Pipelined design can improve the encryption speed significantly as well as the throughput with outputs in every clock cycle. But this design need considerable memory and in virtex-4 family LX series there are up to 336 Block RAMs (BRAMs) which can fulfill demand of large memory request. On the other hand, folded architecture does not require as much memory as that of pipelined architecture, but speed is still a key characteristic of performance. So both designs are implemented on the Virtex-4 XC4VLX100-10C-ES device which can provide high operation speed and as much as 240 BRAMs.

Because this block cipher standard of WLAN is just released, the authors are not aware of any other SMS4 hardware designs proposed to date.

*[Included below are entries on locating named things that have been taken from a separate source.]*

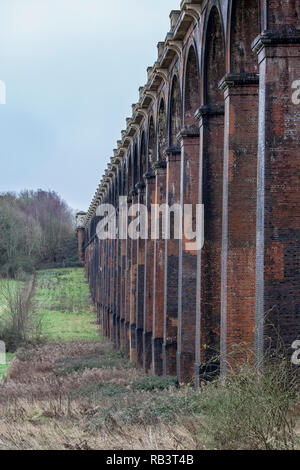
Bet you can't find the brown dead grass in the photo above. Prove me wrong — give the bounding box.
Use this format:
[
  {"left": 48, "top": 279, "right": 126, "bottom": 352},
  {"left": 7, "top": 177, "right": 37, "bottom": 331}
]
[
  {"left": 0, "top": 341, "right": 204, "bottom": 450},
  {"left": 0, "top": 341, "right": 300, "bottom": 451}
]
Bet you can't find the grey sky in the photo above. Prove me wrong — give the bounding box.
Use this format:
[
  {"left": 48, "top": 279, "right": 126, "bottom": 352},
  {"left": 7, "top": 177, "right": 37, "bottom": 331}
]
[{"left": 0, "top": 0, "right": 180, "bottom": 210}]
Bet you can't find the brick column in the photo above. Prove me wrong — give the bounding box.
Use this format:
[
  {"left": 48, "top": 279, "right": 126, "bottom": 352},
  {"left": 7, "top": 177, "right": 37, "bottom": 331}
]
[
  {"left": 130, "top": 191, "right": 138, "bottom": 364},
  {"left": 253, "top": 32, "right": 300, "bottom": 365},
  {"left": 163, "top": 148, "right": 181, "bottom": 375},
  {"left": 177, "top": 127, "right": 199, "bottom": 382},
  {"left": 135, "top": 182, "right": 146, "bottom": 368},
  {"left": 220, "top": 73, "right": 259, "bottom": 374},
  {"left": 124, "top": 196, "right": 132, "bottom": 358},
  {"left": 195, "top": 106, "right": 224, "bottom": 383},
  {"left": 152, "top": 160, "right": 166, "bottom": 375},
  {"left": 143, "top": 171, "right": 155, "bottom": 372},
  {"left": 76, "top": 212, "right": 86, "bottom": 263},
  {"left": 120, "top": 234, "right": 126, "bottom": 351}
]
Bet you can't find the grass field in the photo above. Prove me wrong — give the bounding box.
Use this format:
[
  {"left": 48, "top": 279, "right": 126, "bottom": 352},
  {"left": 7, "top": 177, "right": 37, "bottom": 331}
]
[
  {"left": 35, "top": 268, "right": 99, "bottom": 342},
  {"left": 0, "top": 268, "right": 300, "bottom": 452},
  {"left": 0, "top": 268, "right": 99, "bottom": 380},
  {"left": 0, "top": 279, "right": 22, "bottom": 380}
]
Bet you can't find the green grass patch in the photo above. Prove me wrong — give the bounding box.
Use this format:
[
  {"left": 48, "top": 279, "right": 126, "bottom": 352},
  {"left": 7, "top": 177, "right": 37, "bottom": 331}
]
[
  {"left": 0, "top": 353, "right": 14, "bottom": 380},
  {"left": 35, "top": 268, "right": 99, "bottom": 342},
  {"left": 55, "top": 351, "right": 134, "bottom": 376}
]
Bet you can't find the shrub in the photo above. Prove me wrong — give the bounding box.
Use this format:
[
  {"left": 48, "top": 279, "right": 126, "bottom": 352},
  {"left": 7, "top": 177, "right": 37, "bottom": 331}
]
[
  {"left": 195, "top": 358, "right": 297, "bottom": 450},
  {"left": 0, "top": 276, "right": 41, "bottom": 352},
  {"left": 133, "top": 376, "right": 179, "bottom": 392}
]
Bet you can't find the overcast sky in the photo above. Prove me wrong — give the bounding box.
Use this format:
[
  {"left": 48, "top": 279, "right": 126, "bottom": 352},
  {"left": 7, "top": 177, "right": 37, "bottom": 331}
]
[{"left": 0, "top": 0, "right": 180, "bottom": 210}]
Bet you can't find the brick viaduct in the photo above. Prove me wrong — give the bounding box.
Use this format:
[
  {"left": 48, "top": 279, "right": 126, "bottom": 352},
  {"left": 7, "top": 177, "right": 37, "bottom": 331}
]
[{"left": 78, "top": 0, "right": 300, "bottom": 383}]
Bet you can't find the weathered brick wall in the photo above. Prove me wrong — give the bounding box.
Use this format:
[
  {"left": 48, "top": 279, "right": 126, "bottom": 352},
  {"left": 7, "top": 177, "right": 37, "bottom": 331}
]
[{"left": 78, "top": 0, "right": 300, "bottom": 383}]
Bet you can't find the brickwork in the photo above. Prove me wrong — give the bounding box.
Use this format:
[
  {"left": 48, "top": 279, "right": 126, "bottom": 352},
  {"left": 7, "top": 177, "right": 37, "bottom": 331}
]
[{"left": 77, "top": 0, "right": 300, "bottom": 384}]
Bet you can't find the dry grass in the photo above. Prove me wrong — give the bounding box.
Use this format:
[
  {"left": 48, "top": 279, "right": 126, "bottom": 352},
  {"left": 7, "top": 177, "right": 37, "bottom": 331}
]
[
  {"left": 0, "top": 341, "right": 300, "bottom": 451},
  {"left": 0, "top": 341, "right": 204, "bottom": 450}
]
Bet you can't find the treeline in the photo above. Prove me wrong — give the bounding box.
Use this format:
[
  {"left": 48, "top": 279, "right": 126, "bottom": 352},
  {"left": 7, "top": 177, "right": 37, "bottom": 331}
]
[{"left": 0, "top": 189, "right": 78, "bottom": 277}]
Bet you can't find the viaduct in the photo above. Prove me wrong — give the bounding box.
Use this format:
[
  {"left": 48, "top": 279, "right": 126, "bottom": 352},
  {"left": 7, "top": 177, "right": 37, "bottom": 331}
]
[{"left": 78, "top": 0, "right": 300, "bottom": 384}]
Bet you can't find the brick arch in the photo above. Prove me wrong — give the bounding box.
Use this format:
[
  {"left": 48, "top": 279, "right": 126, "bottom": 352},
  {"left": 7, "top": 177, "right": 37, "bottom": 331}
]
[
  {"left": 168, "top": 73, "right": 182, "bottom": 147},
  {"left": 139, "top": 130, "right": 147, "bottom": 182},
  {"left": 132, "top": 141, "right": 140, "bottom": 191},
  {"left": 157, "top": 97, "right": 167, "bottom": 160},
  {"left": 203, "top": 2, "right": 225, "bottom": 106},
  {"left": 147, "top": 114, "right": 157, "bottom": 165},
  {"left": 183, "top": 43, "right": 200, "bottom": 126},
  {"left": 127, "top": 150, "right": 133, "bottom": 195},
  {"left": 197, "top": 2, "right": 225, "bottom": 367},
  {"left": 228, "top": 0, "right": 260, "bottom": 73}
]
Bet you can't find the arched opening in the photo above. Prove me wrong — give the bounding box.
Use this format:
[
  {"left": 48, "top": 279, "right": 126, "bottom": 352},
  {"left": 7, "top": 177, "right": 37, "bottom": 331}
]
[
  {"left": 147, "top": 116, "right": 156, "bottom": 167},
  {"left": 157, "top": 99, "right": 167, "bottom": 160},
  {"left": 221, "top": 0, "right": 260, "bottom": 374},
  {"left": 177, "top": 45, "right": 200, "bottom": 382},
  {"left": 200, "top": 6, "right": 225, "bottom": 375},
  {"left": 204, "top": 7, "right": 225, "bottom": 106},
  {"left": 127, "top": 153, "right": 133, "bottom": 196},
  {"left": 230, "top": 0, "right": 260, "bottom": 73},
  {"left": 170, "top": 75, "right": 182, "bottom": 148},
  {"left": 132, "top": 143, "right": 139, "bottom": 191},
  {"left": 140, "top": 132, "right": 147, "bottom": 181},
  {"left": 184, "top": 47, "right": 200, "bottom": 126}
]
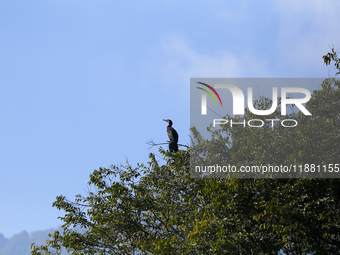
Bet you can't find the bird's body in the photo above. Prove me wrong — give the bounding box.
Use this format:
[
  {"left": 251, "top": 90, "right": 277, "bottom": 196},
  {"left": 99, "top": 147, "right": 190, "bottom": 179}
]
[{"left": 164, "top": 119, "right": 178, "bottom": 152}]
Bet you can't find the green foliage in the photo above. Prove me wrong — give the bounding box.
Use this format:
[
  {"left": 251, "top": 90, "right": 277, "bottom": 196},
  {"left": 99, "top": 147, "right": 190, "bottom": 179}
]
[
  {"left": 31, "top": 54, "right": 340, "bottom": 255},
  {"left": 322, "top": 47, "right": 340, "bottom": 75}
]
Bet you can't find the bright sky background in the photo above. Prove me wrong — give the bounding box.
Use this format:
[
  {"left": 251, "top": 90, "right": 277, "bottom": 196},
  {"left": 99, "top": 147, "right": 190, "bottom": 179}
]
[{"left": 0, "top": 0, "right": 340, "bottom": 237}]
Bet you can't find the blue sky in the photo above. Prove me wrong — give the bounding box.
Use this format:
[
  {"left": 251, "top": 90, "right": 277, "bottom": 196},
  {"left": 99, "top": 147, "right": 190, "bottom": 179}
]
[{"left": 0, "top": 0, "right": 340, "bottom": 237}]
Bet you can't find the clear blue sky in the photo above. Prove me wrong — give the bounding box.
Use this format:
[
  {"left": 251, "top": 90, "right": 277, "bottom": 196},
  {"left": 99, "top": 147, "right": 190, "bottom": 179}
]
[{"left": 0, "top": 0, "right": 340, "bottom": 237}]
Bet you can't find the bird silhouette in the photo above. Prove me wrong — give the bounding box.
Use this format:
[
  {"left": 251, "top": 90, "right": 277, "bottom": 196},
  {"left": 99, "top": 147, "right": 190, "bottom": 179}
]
[{"left": 163, "top": 119, "right": 178, "bottom": 152}]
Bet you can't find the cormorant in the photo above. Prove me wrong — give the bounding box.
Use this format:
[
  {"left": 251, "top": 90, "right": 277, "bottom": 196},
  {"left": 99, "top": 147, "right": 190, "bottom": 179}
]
[{"left": 163, "top": 119, "right": 178, "bottom": 152}]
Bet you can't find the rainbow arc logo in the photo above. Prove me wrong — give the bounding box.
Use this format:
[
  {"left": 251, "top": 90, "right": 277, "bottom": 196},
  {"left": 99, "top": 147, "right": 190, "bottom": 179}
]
[{"left": 196, "top": 82, "right": 222, "bottom": 106}]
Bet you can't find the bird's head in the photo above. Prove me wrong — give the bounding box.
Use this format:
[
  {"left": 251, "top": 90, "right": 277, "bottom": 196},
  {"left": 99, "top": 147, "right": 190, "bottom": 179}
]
[{"left": 163, "top": 119, "right": 172, "bottom": 126}]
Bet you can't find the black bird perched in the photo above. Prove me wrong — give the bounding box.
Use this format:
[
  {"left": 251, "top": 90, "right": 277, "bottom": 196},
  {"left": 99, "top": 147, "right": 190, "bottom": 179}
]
[{"left": 163, "top": 119, "right": 178, "bottom": 152}]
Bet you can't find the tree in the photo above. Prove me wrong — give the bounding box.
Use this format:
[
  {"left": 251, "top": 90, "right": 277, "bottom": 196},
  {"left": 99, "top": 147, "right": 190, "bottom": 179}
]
[
  {"left": 32, "top": 51, "right": 340, "bottom": 255},
  {"left": 322, "top": 47, "right": 340, "bottom": 75}
]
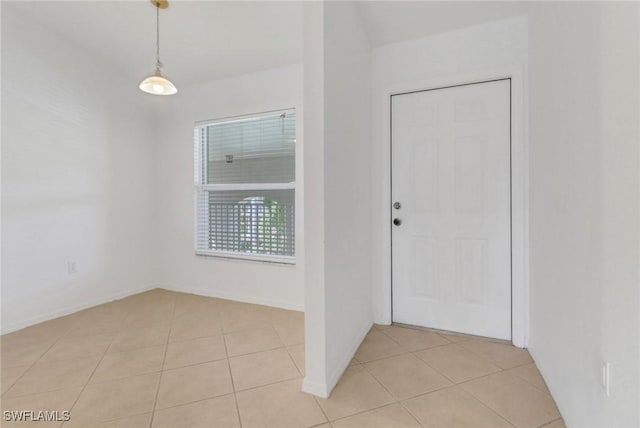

The rest of paper is organized as follows: Section 2 introduces the encryption/decryption processes of SMS4 algorithm. Two designs of SMS4 encryption with different architectures and their implementations on FPGA are described in Section 3. Section 4 presents the performances of these two designs. Finally, the conclusions are drawn in Section 5.

#### 2. SMS4 Algorithm

SMS4 algorithm is a symmetric-key cipher, in which both the sender and the receiver use a single key for encryption and decryption. The data block length and the key length are both fixed to 128 bits. Furthermore, SMS4 algorithm is an iterative algorithm and we call each iteration a round. The total round number,  $N_r$ , is 32, i.e., the plain text transformed to cipher text needs to go through 32 iterations. The 128 bits data block is divided into 4 words each with 32-bit length. Each word is mapped to a state, the input data block is mapped to the first four states and all the internal iterations operated on former states to generate new states. There are total 36 states which are denoted by  $X_i$ ,  $0 \le i < 36$ . Figure 1 shows the block diagram of the SMS4 encryption and the equivalent decryption structures.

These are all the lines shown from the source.